Lester felt his heart begin to pound. That piece about Polish troops had cost him two days’ research. “I want to see your boss,” he said.
>
“Colonel Knibbs? I’ll try, but . . .” He picked up the phone.
Lester waited an hour and ten minutes outside the Chief Censor’s office while, inside, a foul-tempered argument simmered and occasionally boiled over. At last, two disgruntled officers, both much-decorated and deeply sunburned, came out and Lester was shown in. Colonel Knibbs, tall and thin with half-moon glasses propped on his forehead, was standing by the window, drinking tonic water from the bottle as he looked down at the crowded street. “If you were to shut your eyes and chuck ten bricks out of this window,” he said, “I bet you’d hit one enemy agent on the head. Possibly two.”
“Can I quote you?”
“Alas, no.”
“No.” Lester sat down but the seat was hot, so he found a cool one. “Looks to me like I can’t say anything.” He held up his censored story by the corner, letting it dangle like a small dead animal.
“Well, you certainly can’t send that. It amounts to an explanation of our loss of Benghazi.” Knibbs spoke sharply.
“None of which will come as a surprise to Rommel.”
Knibbs finished his tonic and let the bottle drop into a waste basket. “Let me tell you what those two officers were so angry about, Mr. Lester,” he said. “They got out of Benghazi before it fell. Now, there were many reasons why Rommel was able to take Benghazi so easily, and most of them are in your excellent but doomed report. Superior armor, shorter supply-lines, poor British communications, and so on. But, as I’m sure you know, everyone in the desert listens to the BBC news, and the morale of our men was considerably damaged when some idiot in London announced on the BBC that Benghazi was indefensible, that as a battleground it was impossible to hold.”

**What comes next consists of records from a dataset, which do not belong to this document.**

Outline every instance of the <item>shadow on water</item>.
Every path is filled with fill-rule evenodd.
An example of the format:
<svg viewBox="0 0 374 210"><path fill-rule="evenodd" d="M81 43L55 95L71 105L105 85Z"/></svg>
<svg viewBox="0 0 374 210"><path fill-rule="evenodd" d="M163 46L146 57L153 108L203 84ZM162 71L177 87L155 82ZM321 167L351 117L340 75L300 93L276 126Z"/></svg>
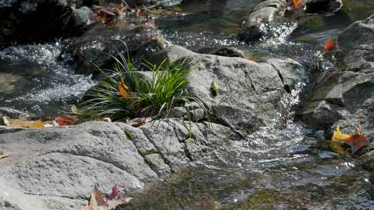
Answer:
<svg viewBox="0 0 374 210"><path fill-rule="evenodd" d="M288 23L246 45L236 34L254 1L191 1L181 6L184 12L156 22L166 39L193 50L235 46L255 60L301 60L320 56L327 37L374 12L372 0L344 0L343 12L319 17L321 24L308 32L291 37L296 25ZM0 106L51 114L94 85L57 59L62 48L57 42L0 51ZM292 111L297 102L287 101L287 107ZM228 140L203 160L147 184L124 209L374 209L369 174L332 152L323 138L323 131L292 120L282 130L261 128L247 140Z"/></svg>

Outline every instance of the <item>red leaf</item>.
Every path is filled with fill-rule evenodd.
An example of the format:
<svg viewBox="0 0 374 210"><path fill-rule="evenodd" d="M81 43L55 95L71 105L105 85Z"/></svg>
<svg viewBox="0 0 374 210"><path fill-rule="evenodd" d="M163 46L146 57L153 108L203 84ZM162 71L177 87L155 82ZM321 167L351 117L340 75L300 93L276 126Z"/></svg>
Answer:
<svg viewBox="0 0 374 210"><path fill-rule="evenodd" d="M337 49L337 41L328 38L325 42L325 46L323 46L323 52L330 52Z"/></svg>
<svg viewBox="0 0 374 210"><path fill-rule="evenodd" d="M292 0L292 3L294 4L294 8L297 9L300 6L300 4L303 3L303 0Z"/></svg>
<svg viewBox="0 0 374 210"><path fill-rule="evenodd" d="M117 189L117 184L116 184L112 189L112 193L108 196L108 200L116 199L118 196L118 189Z"/></svg>

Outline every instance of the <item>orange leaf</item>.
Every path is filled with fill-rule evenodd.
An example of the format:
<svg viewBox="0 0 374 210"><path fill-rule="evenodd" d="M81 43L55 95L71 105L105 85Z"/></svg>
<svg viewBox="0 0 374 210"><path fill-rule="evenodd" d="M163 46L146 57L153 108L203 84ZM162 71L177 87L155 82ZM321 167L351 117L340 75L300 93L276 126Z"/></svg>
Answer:
<svg viewBox="0 0 374 210"><path fill-rule="evenodd" d="M337 41L331 39L330 37L325 42L325 46L323 46L323 52L330 52L334 50L336 50L337 45Z"/></svg>
<svg viewBox="0 0 374 210"><path fill-rule="evenodd" d="M3 159L7 157L10 156L11 153L7 153L7 152L0 152L0 159Z"/></svg>
<svg viewBox="0 0 374 210"><path fill-rule="evenodd" d="M131 95L127 93L127 90L129 90L129 87L127 87L127 85L122 84L122 82L118 83L118 92L121 93L122 97L124 98L130 98L131 97Z"/></svg>
<svg viewBox="0 0 374 210"><path fill-rule="evenodd" d="M10 126L24 127L29 128L42 128L44 127L44 124L40 120L35 121L22 121L19 120L15 120L10 122Z"/></svg>
<svg viewBox="0 0 374 210"><path fill-rule="evenodd" d="M100 191L95 187L92 193L91 193L91 198L89 199L88 207L85 207L83 209L111 210L115 209L118 205L127 204L132 199L132 198L125 198L121 199L107 200L103 197Z"/></svg>
<svg viewBox="0 0 374 210"><path fill-rule="evenodd" d="M347 135L340 131L340 128L337 127L332 135L331 148L341 154L347 154L341 145L346 144L350 147L350 153L355 154L362 148L370 144L370 141L362 135L362 128L359 124L356 128L356 133L354 135Z"/></svg>
<svg viewBox="0 0 374 210"><path fill-rule="evenodd" d="M294 8L299 8L299 6L300 6L300 4L303 3L303 0L292 0L292 3L294 3Z"/></svg>

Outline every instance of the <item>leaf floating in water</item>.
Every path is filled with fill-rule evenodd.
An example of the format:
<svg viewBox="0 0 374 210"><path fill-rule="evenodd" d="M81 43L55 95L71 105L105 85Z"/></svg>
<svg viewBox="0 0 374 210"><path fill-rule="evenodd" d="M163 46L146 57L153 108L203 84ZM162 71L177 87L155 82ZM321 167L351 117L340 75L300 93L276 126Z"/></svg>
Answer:
<svg viewBox="0 0 374 210"><path fill-rule="evenodd" d="M126 124L130 124L133 127L139 127L142 125L151 122L152 120L152 117L138 117L134 118L130 120L126 121Z"/></svg>
<svg viewBox="0 0 374 210"><path fill-rule="evenodd" d="M73 114L74 114L74 115L78 115L78 111L77 106L75 106L75 105L71 106L71 113Z"/></svg>
<svg viewBox="0 0 374 210"><path fill-rule="evenodd" d="M124 98L130 98L131 95L127 93L129 87L127 85L122 84L122 82L118 83L118 92L121 93L122 97Z"/></svg>
<svg viewBox="0 0 374 210"><path fill-rule="evenodd" d="M59 126L71 126L78 122L78 118L75 116L57 117L55 122Z"/></svg>
<svg viewBox="0 0 374 210"><path fill-rule="evenodd" d="M337 41L328 38L323 46L323 52L328 52L336 50L337 48Z"/></svg>
<svg viewBox="0 0 374 210"><path fill-rule="evenodd" d="M113 187L112 194L107 198L103 197L101 192L95 187L91 193L88 206L84 207L83 210L111 210L115 209L118 205L129 203L132 199L132 198L121 198L120 197L116 186Z"/></svg>
<svg viewBox="0 0 374 210"><path fill-rule="evenodd" d="M212 91L212 95L213 95L213 97L216 97L218 95L218 89L217 88L215 79L213 79L212 83L211 84L211 90Z"/></svg>
<svg viewBox="0 0 374 210"><path fill-rule="evenodd" d="M337 126L332 135L331 148L336 152L342 155L348 155L348 150L345 149L343 146L348 146L350 149L350 154L354 155L362 148L370 144L370 141L362 134L361 125L356 127L356 133L354 135L347 135L341 133L339 126Z"/></svg>
<svg viewBox="0 0 374 210"><path fill-rule="evenodd" d="M10 156L11 154L12 154L12 153L7 153L7 152L1 151L0 152L0 159L8 158L8 157Z"/></svg>

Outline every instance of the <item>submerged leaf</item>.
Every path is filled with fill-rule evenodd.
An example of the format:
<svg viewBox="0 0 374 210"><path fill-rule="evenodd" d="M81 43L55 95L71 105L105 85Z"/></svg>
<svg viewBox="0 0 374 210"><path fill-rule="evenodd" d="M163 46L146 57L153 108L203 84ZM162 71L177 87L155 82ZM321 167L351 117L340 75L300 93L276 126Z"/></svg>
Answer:
<svg viewBox="0 0 374 210"><path fill-rule="evenodd" d="M138 117L127 120L126 123L133 127L139 127L152 121L152 117Z"/></svg>
<svg viewBox="0 0 374 210"><path fill-rule="evenodd" d="M337 41L329 37L326 40L326 41L325 42L325 45L323 46L323 52L330 52L332 50L336 50L337 46Z"/></svg>
<svg viewBox="0 0 374 210"><path fill-rule="evenodd" d="M125 198L118 199L119 195L118 194L116 186L114 186L112 189L112 192L110 196L114 196L113 199L104 198L101 194L101 192L95 187L92 193L91 193L91 198L89 199L89 203L88 206L83 208L84 210L111 210L115 209L118 205L127 204L132 198Z"/></svg>
<svg viewBox="0 0 374 210"><path fill-rule="evenodd" d="M362 128L359 124L356 127L356 133L354 135L344 134L341 133L340 128L337 126L332 135L330 146L336 152L347 155L349 153L348 151L342 146L347 145L350 149L350 154L353 155L369 144L370 141L362 135Z"/></svg>
<svg viewBox="0 0 374 210"><path fill-rule="evenodd" d="M55 122L59 126L71 126L78 122L78 118L75 116L57 117Z"/></svg>

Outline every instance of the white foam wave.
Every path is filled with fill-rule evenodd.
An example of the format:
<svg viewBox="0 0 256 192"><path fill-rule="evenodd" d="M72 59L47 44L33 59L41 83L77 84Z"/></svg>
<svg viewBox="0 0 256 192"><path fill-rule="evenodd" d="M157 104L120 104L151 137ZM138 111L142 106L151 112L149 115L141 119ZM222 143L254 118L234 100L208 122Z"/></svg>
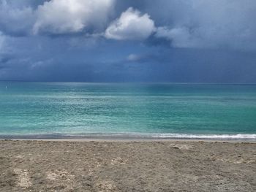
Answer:
<svg viewBox="0 0 256 192"><path fill-rule="evenodd" d="M155 134L155 138L174 139L256 139L256 134Z"/></svg>

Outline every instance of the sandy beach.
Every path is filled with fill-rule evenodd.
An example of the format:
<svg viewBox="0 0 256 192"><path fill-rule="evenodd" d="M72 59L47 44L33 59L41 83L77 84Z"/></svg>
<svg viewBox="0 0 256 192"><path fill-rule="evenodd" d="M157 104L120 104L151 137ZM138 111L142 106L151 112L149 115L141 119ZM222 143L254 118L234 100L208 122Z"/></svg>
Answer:
<svg viewBox="0 0 256 192"><path fill-rule="evenodd" d="M0 191L256 191L256 144L0 141Z"/></svg>

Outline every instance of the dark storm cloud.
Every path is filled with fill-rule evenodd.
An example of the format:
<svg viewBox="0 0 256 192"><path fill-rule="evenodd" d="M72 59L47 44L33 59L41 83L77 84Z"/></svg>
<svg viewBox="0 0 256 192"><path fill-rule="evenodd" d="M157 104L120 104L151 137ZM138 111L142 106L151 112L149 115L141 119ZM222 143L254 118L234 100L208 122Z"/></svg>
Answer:
<svg viewBox="0 0 256 192"><path fill-rule="evenodd" d="M0 0L0 80L256 82L253 0Z"/></svg>

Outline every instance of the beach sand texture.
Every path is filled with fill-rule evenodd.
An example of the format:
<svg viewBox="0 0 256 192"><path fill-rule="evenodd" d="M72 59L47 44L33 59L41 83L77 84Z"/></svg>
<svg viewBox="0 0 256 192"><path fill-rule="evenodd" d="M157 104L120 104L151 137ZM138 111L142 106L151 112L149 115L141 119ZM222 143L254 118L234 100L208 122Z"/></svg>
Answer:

“Yeah, I heard something about that,” Lester said.
“Those officers heard all about it. They were desperately trying to organize a confused jumble of men who were tired and hungry and who had lost half their weapons, and who were getting bombed by the Luftwaffe every twenty minutes and shelled by the Italians every ten, and to put the tin hat on it, every hour on the hour the BBC came in loud and clear saying Benghazi hadn’t got a hope.”